Inspiration
Our project was inspired by the idea that large amounts of meaningful data already exist but are often inaccessible or difficult to interpret. Specifically, in commercial buildings, energy usage data is available across utility bills, weather records, and public datasets, yet most building owners never receive detailed energy audits because they are expensive and time-consuming. A traditional Level II ASHRAE energy audit can cost between $15,000 and $50,000 and take months to complete, which means many mid-size buildings never analyze their energy performance at all.
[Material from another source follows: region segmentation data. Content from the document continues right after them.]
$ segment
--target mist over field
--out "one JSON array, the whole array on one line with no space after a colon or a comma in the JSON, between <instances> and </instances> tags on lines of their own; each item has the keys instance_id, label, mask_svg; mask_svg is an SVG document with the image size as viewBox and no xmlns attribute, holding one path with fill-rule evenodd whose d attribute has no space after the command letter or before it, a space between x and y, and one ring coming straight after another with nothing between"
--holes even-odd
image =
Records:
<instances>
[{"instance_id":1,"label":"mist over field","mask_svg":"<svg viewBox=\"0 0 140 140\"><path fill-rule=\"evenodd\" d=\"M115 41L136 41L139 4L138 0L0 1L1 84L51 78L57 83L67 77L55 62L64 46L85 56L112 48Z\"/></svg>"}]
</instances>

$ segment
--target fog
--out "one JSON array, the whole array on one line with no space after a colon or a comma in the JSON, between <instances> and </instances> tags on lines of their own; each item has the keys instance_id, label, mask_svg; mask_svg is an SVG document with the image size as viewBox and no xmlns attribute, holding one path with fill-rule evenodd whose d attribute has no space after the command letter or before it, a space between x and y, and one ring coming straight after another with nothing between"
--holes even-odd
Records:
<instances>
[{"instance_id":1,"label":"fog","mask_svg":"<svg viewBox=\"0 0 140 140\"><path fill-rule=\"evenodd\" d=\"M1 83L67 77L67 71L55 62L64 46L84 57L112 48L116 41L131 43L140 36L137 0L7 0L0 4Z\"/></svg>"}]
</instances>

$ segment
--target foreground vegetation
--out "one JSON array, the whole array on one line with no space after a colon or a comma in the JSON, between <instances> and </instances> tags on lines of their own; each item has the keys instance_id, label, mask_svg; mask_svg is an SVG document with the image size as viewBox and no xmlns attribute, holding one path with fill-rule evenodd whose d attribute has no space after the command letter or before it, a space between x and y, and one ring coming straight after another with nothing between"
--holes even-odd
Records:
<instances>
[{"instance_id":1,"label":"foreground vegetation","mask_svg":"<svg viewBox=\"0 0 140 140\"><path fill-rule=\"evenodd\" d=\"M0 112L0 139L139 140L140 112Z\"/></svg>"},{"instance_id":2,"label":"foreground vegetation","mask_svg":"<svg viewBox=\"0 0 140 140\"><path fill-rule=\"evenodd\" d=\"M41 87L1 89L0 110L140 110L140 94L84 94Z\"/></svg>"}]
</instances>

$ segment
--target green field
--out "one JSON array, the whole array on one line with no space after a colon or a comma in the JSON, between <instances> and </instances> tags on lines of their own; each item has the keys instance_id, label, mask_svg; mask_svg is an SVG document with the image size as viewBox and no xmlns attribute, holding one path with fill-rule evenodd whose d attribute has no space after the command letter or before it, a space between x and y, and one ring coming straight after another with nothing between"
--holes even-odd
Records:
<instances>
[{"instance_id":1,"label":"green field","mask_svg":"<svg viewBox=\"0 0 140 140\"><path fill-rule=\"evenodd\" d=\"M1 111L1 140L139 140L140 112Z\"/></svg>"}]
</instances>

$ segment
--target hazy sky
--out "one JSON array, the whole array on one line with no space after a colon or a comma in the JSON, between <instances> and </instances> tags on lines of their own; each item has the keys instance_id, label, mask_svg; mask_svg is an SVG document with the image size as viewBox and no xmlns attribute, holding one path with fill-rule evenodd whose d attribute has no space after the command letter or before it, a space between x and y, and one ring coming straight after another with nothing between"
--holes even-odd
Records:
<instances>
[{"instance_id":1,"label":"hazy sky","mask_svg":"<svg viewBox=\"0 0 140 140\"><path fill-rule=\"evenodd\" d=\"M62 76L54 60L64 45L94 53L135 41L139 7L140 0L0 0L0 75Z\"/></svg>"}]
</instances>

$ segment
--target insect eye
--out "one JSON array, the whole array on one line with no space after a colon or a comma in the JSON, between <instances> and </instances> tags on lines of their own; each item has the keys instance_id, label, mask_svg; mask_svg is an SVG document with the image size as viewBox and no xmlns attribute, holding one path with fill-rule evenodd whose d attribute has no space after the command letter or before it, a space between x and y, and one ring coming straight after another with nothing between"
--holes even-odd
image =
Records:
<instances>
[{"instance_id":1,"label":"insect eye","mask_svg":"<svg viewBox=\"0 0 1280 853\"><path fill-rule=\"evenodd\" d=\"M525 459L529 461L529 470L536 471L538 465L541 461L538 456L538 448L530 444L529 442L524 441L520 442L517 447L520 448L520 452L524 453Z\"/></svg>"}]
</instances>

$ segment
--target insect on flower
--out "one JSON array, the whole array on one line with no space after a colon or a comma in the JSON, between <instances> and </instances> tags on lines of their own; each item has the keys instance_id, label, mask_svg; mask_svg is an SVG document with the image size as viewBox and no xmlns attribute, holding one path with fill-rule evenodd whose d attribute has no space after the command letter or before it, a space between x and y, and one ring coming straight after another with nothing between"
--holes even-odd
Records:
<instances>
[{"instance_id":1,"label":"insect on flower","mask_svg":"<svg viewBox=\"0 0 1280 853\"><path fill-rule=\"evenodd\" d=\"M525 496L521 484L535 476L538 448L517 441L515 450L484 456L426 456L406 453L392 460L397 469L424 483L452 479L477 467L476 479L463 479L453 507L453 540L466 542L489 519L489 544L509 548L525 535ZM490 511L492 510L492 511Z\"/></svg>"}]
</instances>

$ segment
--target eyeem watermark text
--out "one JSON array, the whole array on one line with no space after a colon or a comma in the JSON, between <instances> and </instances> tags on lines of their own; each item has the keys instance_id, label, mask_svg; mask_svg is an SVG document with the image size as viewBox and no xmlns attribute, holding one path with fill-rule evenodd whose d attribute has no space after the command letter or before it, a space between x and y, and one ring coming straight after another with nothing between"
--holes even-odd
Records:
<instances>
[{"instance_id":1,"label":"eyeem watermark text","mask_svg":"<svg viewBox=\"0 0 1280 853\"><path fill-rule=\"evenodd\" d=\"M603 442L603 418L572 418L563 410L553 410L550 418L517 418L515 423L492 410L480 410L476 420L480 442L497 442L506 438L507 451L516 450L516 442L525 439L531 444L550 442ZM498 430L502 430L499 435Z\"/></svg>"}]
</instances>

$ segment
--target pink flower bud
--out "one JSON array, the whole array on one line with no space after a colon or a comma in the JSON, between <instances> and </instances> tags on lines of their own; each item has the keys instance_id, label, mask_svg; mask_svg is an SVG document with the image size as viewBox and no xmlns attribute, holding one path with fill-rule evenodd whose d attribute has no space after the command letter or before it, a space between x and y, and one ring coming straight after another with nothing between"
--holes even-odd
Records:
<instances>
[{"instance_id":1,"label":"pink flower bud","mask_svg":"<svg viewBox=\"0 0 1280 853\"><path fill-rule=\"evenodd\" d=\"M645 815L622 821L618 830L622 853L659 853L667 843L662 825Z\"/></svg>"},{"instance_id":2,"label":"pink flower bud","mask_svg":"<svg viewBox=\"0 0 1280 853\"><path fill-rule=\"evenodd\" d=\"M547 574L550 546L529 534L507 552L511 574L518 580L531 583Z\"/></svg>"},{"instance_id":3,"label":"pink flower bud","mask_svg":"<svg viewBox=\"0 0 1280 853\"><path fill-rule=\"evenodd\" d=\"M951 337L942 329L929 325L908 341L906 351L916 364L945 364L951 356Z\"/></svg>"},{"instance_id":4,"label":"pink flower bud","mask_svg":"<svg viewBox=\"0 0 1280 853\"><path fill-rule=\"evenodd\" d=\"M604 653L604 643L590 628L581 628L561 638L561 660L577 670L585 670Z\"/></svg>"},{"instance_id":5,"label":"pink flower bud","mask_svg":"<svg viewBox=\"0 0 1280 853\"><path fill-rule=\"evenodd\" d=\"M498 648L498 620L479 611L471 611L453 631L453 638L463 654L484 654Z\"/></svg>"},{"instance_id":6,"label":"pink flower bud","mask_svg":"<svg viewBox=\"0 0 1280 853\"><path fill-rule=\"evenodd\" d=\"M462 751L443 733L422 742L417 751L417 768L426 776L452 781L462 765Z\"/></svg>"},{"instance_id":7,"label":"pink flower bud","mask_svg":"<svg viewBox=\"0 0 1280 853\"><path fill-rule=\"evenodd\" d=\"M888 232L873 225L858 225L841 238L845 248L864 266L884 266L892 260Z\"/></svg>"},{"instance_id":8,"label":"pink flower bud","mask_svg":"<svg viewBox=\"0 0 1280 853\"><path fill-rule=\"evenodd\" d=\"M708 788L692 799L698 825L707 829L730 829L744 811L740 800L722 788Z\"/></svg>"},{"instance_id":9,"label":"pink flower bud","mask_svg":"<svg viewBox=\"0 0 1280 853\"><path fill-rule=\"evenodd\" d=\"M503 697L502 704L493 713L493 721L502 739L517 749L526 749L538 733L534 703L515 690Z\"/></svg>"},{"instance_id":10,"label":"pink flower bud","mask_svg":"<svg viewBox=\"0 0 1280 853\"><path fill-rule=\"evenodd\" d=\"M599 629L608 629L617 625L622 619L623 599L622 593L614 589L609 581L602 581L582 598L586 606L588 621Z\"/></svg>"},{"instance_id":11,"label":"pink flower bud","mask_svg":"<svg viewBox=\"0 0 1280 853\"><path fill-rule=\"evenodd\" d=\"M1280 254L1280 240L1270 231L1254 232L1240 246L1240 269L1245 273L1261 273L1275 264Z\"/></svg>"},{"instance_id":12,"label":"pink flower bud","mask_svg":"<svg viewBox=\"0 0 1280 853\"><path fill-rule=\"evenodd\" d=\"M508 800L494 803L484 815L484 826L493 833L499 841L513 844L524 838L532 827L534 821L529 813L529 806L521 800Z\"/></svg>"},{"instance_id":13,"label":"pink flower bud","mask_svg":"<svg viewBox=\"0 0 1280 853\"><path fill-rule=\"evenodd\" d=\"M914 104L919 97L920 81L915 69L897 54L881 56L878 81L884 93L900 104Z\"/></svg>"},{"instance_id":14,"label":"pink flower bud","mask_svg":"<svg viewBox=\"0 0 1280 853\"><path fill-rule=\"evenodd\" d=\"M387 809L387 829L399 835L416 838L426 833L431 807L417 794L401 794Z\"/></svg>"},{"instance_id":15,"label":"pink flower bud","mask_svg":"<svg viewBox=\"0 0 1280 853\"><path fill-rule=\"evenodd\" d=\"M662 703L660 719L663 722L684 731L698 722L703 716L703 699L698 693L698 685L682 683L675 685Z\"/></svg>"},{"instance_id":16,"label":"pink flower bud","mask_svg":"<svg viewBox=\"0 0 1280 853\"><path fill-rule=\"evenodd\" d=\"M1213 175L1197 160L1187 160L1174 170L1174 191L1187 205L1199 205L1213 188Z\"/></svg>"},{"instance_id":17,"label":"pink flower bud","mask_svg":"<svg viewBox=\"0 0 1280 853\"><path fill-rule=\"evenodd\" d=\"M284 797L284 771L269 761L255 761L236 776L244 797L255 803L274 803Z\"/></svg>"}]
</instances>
Our goal was to use data storytelling to transform this raw data into a clear narrative about how a building consumes energy, where inefficiencies exist, and what improvements could meaningfully reduce costs and emissions. We also wanted the project to be technically ambitious, combining statistical modeling, machine learning, data visualization, and a robust tech stack. Our project shows that data storytelling can turn info we already have into actionable information that supports better sustainability decisions at an institutional level.
What it does
Architec gives any building owner a professional energy audit in under 10 minutes, for free. You upload 12 months of utility bills, answer a few quick questions about your building, and the platform does the rest. It reads your bills automatically, pulls in local weather records, and figures out exactly how much of your energy bill comes from heating, how much from cooling, and how much is just always-on equipment running in the background. It then compares your building against thousands of similar buildings nationwide to show you where you rank and where you're overpaying. If your energy use ever spiked in a way the weather can't explain, the system catches that too and flags it as a finding. From all of that, an AI energy engineer writes you a full audit report with specific recommended upgrades, estimated costs, and exactly how long each one takes to pay for itself. You can also ask it questions out loud and get answers in plain English through a voice interface. And instead of reading a dry PDF, you see your building in 3D with heat loss and solar potential mapped directly onto it, so the story of where your energy is going is something you can actually see.
How we built it
- Frontend: React and Next.js for the user interface and application framework
- Backend: FastAPI with Python for APIs, data processing, and analytics
- Rapid Prototyping: Appifex used to generate the initial application skeleton
- AI-Assisted Development: Claude Code used to accelerate development and implementation
- 3D Visualization: Custom Three.js implementation integrated with Mapbox GL for interactive building visualization
- Geometry Optimization: three-mesh-bvh for high-performance 3D mesh acceleration
- Solar Analysis: Google Solar API for rooftop solar potential and shading data
- AI / Intelligence Layer: Google Gemini for reasoning, inference, and OCR of utility documents
- Data: 2018 EIA CBECs microdata and NOAA
- Data Visualization: Recharts for energy trend and analytics charts
- Machine Learning: scikit-learn for anomaly detection and modeling (e.g., Isolation Forest)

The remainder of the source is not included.